On-premises food budgets are typically $15-20 per team member per meal. Depending on your company size, dropping one day of catered lunches each week will save you thousands — if not tens of thousands — each month. If the company operates a service that includes employees, like a food court or cafeteria, cutting a day out of the week additionally allows the employees who work there to stay home.
Small perks, meanwhile, like a daily coffee allowance or a stocked snack room, would stretch further. In addition to saving 20% on daily workplace perks, a company switching to a four-day week could easily justify eliminating a costly benefit wholesale in exchange for the new policy.
The schedule is popular enough with employees that the free lunch, or the commuter benefit, or maybe even the child care, would pale in comparison to a permanent three-day weekend.
Less Inflated Salaries
One hidden area of cost reduction is the salary that a four-day company doesn’t have to offer top talent. Sure, there is the option to actually reduce employee salaries.
Amazon tested this idea in 2016, when they offered a select group of employees the chance to work 30 hours a week for the same benefits and 75% of their salary.
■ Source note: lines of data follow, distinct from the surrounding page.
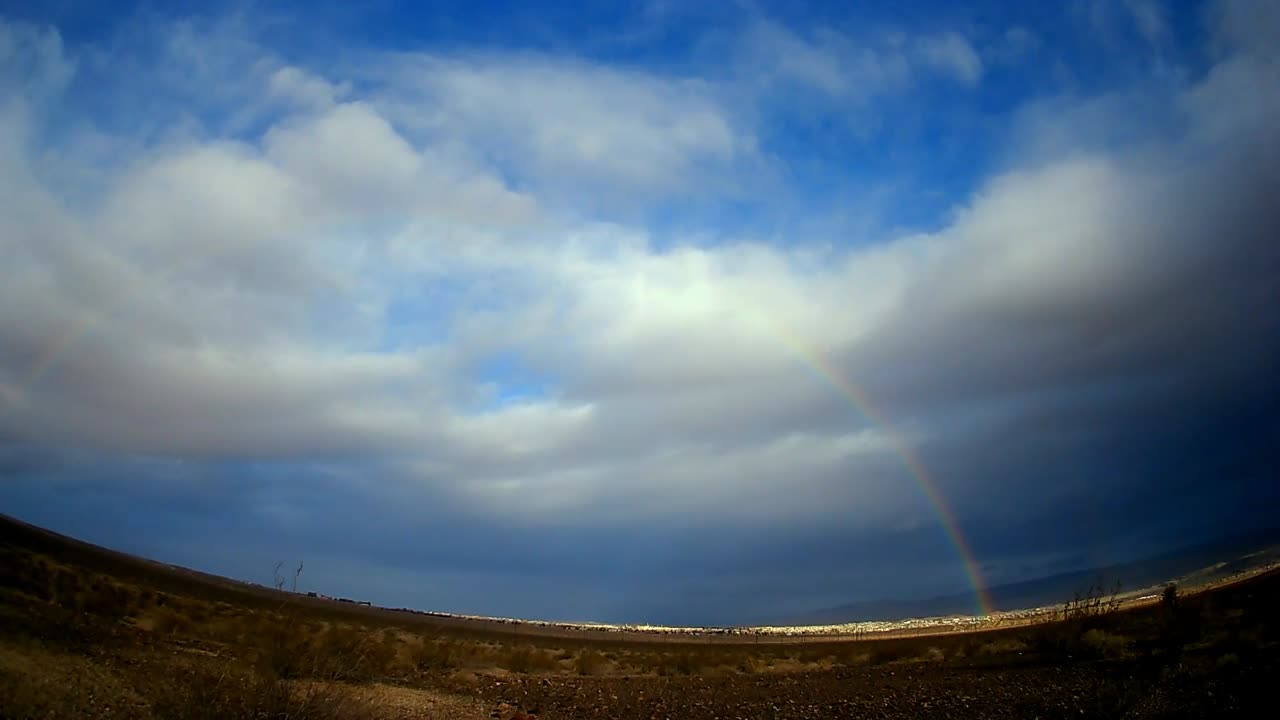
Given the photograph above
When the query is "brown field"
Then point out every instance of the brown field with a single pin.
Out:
(91, 633)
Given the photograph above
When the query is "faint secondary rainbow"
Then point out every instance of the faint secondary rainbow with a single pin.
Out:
(914, 466)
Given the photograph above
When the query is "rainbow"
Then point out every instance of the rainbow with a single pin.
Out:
(823, 368)
(56, 349)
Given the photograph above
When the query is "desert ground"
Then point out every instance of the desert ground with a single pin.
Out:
(91, 633)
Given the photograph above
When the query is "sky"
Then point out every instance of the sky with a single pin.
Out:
(684, 313)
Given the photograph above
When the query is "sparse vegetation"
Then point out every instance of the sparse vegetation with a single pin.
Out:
(88, 636)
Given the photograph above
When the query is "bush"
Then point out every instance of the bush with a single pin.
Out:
(1101, 643)
(205, 696)
(590, 662)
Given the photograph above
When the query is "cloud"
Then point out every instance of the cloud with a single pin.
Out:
(551, 122)
(375, 299)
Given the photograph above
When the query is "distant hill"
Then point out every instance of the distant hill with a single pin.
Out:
(1191, 565)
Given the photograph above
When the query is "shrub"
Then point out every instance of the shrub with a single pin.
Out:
(1101, 643)
(590, 662)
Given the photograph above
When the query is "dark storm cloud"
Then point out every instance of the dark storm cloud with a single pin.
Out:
(1082, 354)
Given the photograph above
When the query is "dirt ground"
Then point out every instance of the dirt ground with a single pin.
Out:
(86, 633)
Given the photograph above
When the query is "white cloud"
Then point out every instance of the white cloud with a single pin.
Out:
(242, 292)
(554, 123)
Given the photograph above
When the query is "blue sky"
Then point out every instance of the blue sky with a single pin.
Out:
(448, 299)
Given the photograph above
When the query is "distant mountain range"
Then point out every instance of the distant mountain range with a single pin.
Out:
(1192, 565)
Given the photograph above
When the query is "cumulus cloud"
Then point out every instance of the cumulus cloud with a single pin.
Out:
(318, 299)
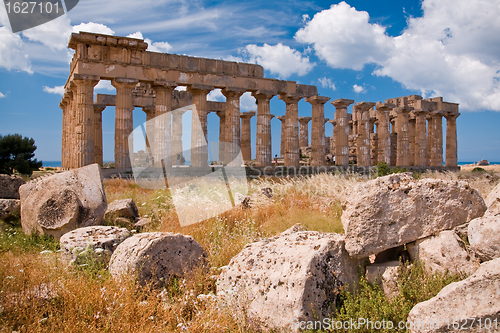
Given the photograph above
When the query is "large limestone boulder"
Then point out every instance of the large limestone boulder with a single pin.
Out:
(477, 297)
(293, 276)
(444, 252)
(96, 242)
(484, 237)
(157, 257)
(9, 207)
(394, 210)
(57, 204)
(9, 186)
(493, 202)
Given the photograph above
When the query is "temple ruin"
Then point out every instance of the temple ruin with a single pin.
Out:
(404, 132)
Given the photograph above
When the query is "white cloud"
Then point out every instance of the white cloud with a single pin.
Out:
(327, 83)
(451, 51)
(358, 89)
(279, 59)
(58, 90)
(344, 38)
(216, 96)
(161, 47)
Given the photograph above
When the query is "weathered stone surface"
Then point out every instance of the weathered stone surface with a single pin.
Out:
(9, 207)
(386, 275)
(63, 202)
(96, 242)
(394, 210)
(295, 275)
(125, 208)
(493, 202)
(9, 186)
(156, 257)
(476, 297)
(444, 252)
(484, 237)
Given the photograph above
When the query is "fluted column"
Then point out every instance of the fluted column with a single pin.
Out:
(451, 139)
(363, 130)
(199, 145)
(232, 135)
(85, 119)
(263, 143)
(318, 129)
(124, 122)
(341, 131)
(246, 135)
(437, 138)
(420, 137)
(304, 131)
(98, 108)
(413, 139)
(282, 134)
(292, 147)
(403, 138)
(383, 133)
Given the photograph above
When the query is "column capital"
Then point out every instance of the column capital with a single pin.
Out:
(233, 92)
(82, 79)
(364, 106)
(319, 100)
(342, 103)
(247, 115)
(264, 94)
(120, 82)
(290, 98)
(98, 108)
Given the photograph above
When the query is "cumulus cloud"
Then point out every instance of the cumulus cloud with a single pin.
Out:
(358, 89)
(327, 83)
(161, 47)
(279, 59)
(451, 51)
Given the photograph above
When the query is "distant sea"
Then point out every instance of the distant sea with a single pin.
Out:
(56, 164)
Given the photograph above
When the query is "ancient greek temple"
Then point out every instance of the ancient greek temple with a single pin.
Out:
(405, 131)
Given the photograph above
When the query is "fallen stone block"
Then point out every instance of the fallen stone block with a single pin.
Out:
(157, 257)
(395, 210)
(484, 237)
(473, 303)
(57, 204)
(444, 252)
(294, 276)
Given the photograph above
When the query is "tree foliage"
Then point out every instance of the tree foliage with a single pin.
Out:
(17, 154)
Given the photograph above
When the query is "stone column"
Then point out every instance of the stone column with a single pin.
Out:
(263, 144)
(403, 136)
(124, 123)
(342, 131)
(363, 130)
(383, 134)
(304, 131)
(85, 119)
(451, 140)
(98, 108)
(199, 145)
(413, 139)
(232, 133)
(292, 146)
(437, 138)
(282, 134)
(246, 135)
(318, 129)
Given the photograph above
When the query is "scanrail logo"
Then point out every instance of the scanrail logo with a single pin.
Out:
(28, 14)
(205, 179)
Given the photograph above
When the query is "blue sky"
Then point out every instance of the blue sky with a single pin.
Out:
(361, 50)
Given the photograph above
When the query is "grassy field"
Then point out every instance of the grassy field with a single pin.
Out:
(41, 293)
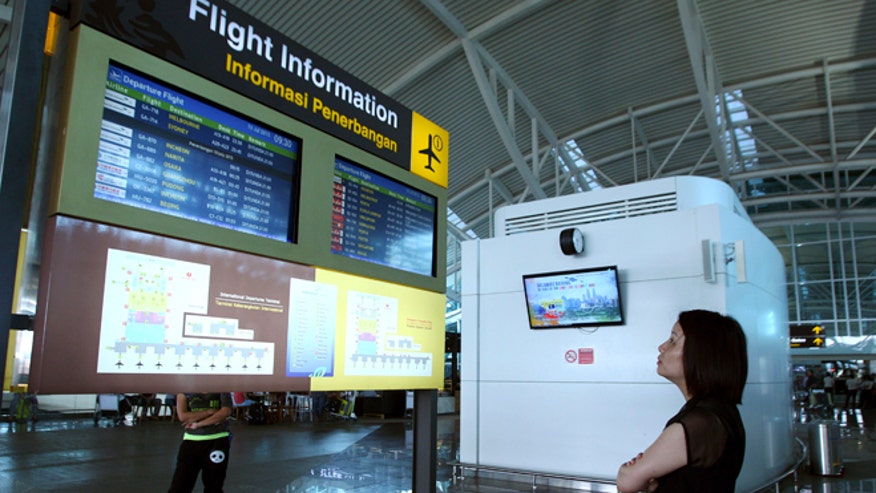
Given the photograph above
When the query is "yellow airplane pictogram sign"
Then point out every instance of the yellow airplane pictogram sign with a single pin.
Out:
(430, 150)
The experiment’s results were never published.
But even without docking pay, a company that demonstrates extreme commitment to a favorable work-life balance can expect to pay less of a premium to attract highly sought employees than one that doesn’t. Becoming “an employer of choice” was explicitly one of Utah’s goals when it embraced the policy in 2008.
Basecamp CEO Jason Fried—a huge proponent—swears that the morale boost from four day weeks is one of the most important reasons his company lands talented people.
Finally, the freedom of a four-day week is especially appealing to one very important worker demographic: New mothers. According to Perpetual Guardian CEO Andrew Barnes, when a working mother normally negotiates a day off, “she gets paid 20% less.” Instituting the policy across the board corrects for that, and rightly aligns focus. “This is about productivity,” he said. “Negotiate on productivity. Hours are irrelevant.”
The Employee-Free Future of Work
The four-day week is part of a larger surge in non-traditional employee arrangements. Regularly working from home has increased 173% since 2005, and around half of the US workforce has a job that can support it.
By 2028, it’s estimated that over 70% of all departments will have remote workers. But telepresence is ultimately another form of presenteeism. It doesn’t address the deeper claim made by four-day zealots: that the nature of work is fundamentally changing, and the tasks we need to accomplish simply take less time.
Eventually, they say, we’ll be in a position in which human labor is needed for vanishingly few roles. However you feel about that prediction, we’re still a long way from the end of the traditional five-day work week. Even though it’s only around a century old, the Monday-Friday system has proven to be a resilient blend of labor and leisure.
Until it’s conclusively shown that the marginal return on the fifth day of work is less than the cost savings of shutting down a workplace, the four-day schedule will remain the provenance of companies that prioritize pampered working conditions above all else.